Sometimes Your Device Is Alive But Is Actually Dead

A hardware watchdog timer is a standard mechanism for embedded systems. The idea is simple: a countdown timer that resets the microcontroller unless the firmware explicitly resets it. If the firmware gets stuck in an infinite loop or crashes, the watchdog timer runs out and so the device reboots. And when it wakes up again, it will be starting from a known state and the device will (hopefully) work again.

A hardware watchdog is great, but often it by itself is not enough.

The problem is that the hardware watchdog only checks whether the firmware is alive. It does not know if the firmware really is doing anything useful. This makes it possible for devices to end up in states where it technically alive, but also dead to the outside world.

Watchdogs At More Than One Level

A simple solution to this is to define software-level watchdogs that understands the semantics of the system, at multiple levels. Both “is the CPU running?” and “has a measurement been sent in the last hour?”, “is the wireless stack alive?” and “has any data actually reached the cloud?”

We can call this structure a multi-layered watchdog:

Layer 1 – Hardware watchdog: Is the CPU running?
Layer 2 – Software watchdogs: Is the firmware doing its job?
Layer 3 – Cloud watchdog: Is the system observable from the outside?

Each layer catches failure modes the others cannot see. They will all react the same to failure though: just reboot the device and start from scratch. This may bother users, at least those who will catch the device in the act, but it will bother them significantly less than having their device appear to be dead.

The multi-layered watchdog is a simple design principle: just have a watchdog at every layer of the system.

Defining the Liveliness Criterion

For each watchdog layer to work, it needs a liveliness criterion: a testable condition that defines what “alive” means at that level. Without one, the watchdog has nothing to watch for.

The hardware watchdog has its liveliness criterion built in: the firmware must kick the timer within a fixed interval. That part is simple.

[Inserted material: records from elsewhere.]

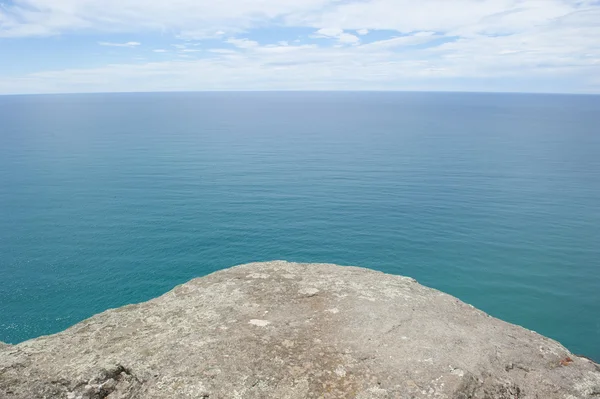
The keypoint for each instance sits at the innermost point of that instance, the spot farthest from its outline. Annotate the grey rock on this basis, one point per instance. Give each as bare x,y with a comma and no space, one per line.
289,330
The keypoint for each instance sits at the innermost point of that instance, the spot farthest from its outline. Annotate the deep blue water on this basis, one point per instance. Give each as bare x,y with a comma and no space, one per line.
112,199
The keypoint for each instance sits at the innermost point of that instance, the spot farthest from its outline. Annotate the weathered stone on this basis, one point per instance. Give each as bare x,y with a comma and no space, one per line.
288,330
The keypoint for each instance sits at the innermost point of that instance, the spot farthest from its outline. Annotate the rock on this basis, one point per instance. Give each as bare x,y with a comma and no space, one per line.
288,330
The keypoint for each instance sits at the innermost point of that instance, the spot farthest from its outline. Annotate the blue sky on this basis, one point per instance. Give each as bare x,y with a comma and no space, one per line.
60,46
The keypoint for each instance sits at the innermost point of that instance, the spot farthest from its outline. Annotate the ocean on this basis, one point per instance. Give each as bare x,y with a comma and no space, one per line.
111,199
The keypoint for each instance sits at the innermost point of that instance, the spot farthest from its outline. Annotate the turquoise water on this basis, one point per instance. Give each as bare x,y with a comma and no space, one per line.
112,199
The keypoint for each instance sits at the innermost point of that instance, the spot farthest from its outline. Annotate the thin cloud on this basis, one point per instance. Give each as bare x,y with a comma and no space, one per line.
128,44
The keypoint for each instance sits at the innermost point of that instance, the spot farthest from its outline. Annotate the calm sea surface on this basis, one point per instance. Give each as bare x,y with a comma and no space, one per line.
111,199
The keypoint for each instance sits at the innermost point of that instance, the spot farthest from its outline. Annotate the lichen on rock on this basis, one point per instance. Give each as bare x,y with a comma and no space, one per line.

The software watchdogs (there may be more than one) need criteria that is specific to what the system is supposed to do. For a sensor that reports temperature every 15 minutes, a reasonable criterion might be: has a measurement been sent in the last 30 minutes? If not, something is wrong. Reboot.

The cloud watchdog needs a criterion from the outside looking in: has the cloud received data from this device within the expected window? A device that sends data every 15 minutes but has been silent for two hours has failed its liveliness criterion, regardless of what the device itself believes.

The key is to make the criterion specific enough to catch real failures, but not so tight that normal variation in timing triggers false alarms. A device that sends every 15 minutes should have a cloud liveliness criterion of an hour or more – enough to tolerate a few missed transmissions without crying wolf.

The Cloud Watchdog

The cloud watchdog is special because the trigger is not happening inside the device itself. The trigger happens in the cloud, but the reboot must happen at the device.

The cloud checks its liveliness criterion for each device and if the device does not meet the criterion, the cloud sends a reboot command to the device. And we hope that the reboot command reaches the device.

The device may not know it is dead. From its own perspective, everything is fine: the firmware is running, the software watchdog is not detecting any issues. So while the device has no reason to reboot, it must act on reboot commands from the cloud unconditionally, even when it believes it is healthy.

It is a good idea to build in such a remote reboot command in from the start. It is easy to add when the system is young but may be painful to retrofit once devices are in the field.

It is also a good idea to protect against too many or too frequent such reboots. There is also a risk that the cloud software is faulty and starts sending reboot commands, so we would like to protect against that too.

Conclusion

A device that is alive but not useful is not a working device. Hardware watchdogs are a standard feature, but they are often not enough. Multi-layered watchdogs are a simple design principle that keeps devices working even in the face of harsh conditions in the field.